I recently started using Cryosparc on a new machine, and it has repeatedly crashed the system. The system becomes completely unresponsive and cannot be accessed via SSH or webgui.
It seems to happen during 2D class jobs (usually with large numbers of classes and particles)… on a previous machine I had 2D class jobs fail if the number of classes was too much for the GPUs memory but it never crashed the entire system.

Has anyone else experienced hard crashes, is there any way to make sure that jobs wont crash the system (even if they fail instead>?).

Thanks

Matthew.

1 Like

Yes, I am having that same issue: new linux box and hard crash of the entire machine when I was doing blob picking (so not using either the CPU or the GPU at any appreciable level).
I managed to get through the motion correction and CTF estimation steps without issue.
Unfortunately, I haven’t had any response so far and I have yet to figure out a solution.
Best regards, Tom

If you notice any patterns, let me know. I haven’t detected any consistent cause yet, and there isnt a single job that I cant do.
My best guess so far is that its a glitch whereby the job should fail due to some resource limit (or perhaps someone else SSHing into the box and using some RAM etc… but there isn’t an adequate safeguard to prevent it confusing the kernel.

I have a few Cuda synchronisation type errors too, so it might not even be the same problem.

As my new box is at home, I’m pretty sure nobody else is trying to use it at the same time.
I found it weird/ strange as the CPU and GPU were barely being used during the blob picking process when my jobs consistently failed- but they never failed on the same image/movie, so I’m pretty sure it wasn’t a ‘bad data’ issue.
Still trying to figure out any pattern that might be present…
Best regards, Tom

Maybe a similar issue here: One of our researchers starts running a job, and after between 3-30 seconds, Ubuntu just hard resets, no warning, straight back to BIOS, nothing notable in the logs. Would love to know if someone else is still experiencing this or if there’s a decent troubleshooting route to look into.
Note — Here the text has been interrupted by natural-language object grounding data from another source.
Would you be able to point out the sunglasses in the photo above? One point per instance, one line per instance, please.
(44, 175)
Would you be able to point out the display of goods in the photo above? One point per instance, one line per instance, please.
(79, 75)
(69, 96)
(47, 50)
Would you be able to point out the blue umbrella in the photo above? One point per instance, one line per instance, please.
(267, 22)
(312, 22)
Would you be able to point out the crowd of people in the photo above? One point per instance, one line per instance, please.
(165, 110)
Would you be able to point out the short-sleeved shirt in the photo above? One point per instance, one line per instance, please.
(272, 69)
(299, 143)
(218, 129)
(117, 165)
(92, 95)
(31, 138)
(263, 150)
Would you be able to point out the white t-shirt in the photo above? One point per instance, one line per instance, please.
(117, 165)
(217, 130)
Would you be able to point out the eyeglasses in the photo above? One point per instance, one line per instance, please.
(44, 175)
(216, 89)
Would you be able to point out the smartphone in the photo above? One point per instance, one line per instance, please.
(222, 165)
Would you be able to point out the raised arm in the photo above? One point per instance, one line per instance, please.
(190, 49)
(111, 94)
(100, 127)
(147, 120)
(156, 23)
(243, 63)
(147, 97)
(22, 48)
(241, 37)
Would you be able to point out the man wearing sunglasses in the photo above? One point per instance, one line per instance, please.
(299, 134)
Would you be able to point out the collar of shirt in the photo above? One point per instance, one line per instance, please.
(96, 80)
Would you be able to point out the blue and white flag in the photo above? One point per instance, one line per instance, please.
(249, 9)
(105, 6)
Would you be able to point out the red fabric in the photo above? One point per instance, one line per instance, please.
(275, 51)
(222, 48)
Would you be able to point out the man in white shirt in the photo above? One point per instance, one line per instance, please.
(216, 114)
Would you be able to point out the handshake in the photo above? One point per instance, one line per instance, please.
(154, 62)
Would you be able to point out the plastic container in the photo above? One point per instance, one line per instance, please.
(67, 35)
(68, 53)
Some more details would help: full system resets like this can be hard to pin down. I’ve had it happen myself (although not with CryoSPARC) where compiling across all threads would make the system hard reboot - turned out to be the motherboard overcurrent protection kicking in, which is triggered at the hardware level and so system went down before the OS could even log it. So information on mobo/CPU/PSU/circuit system is connected to would prove useful for troubleshooting.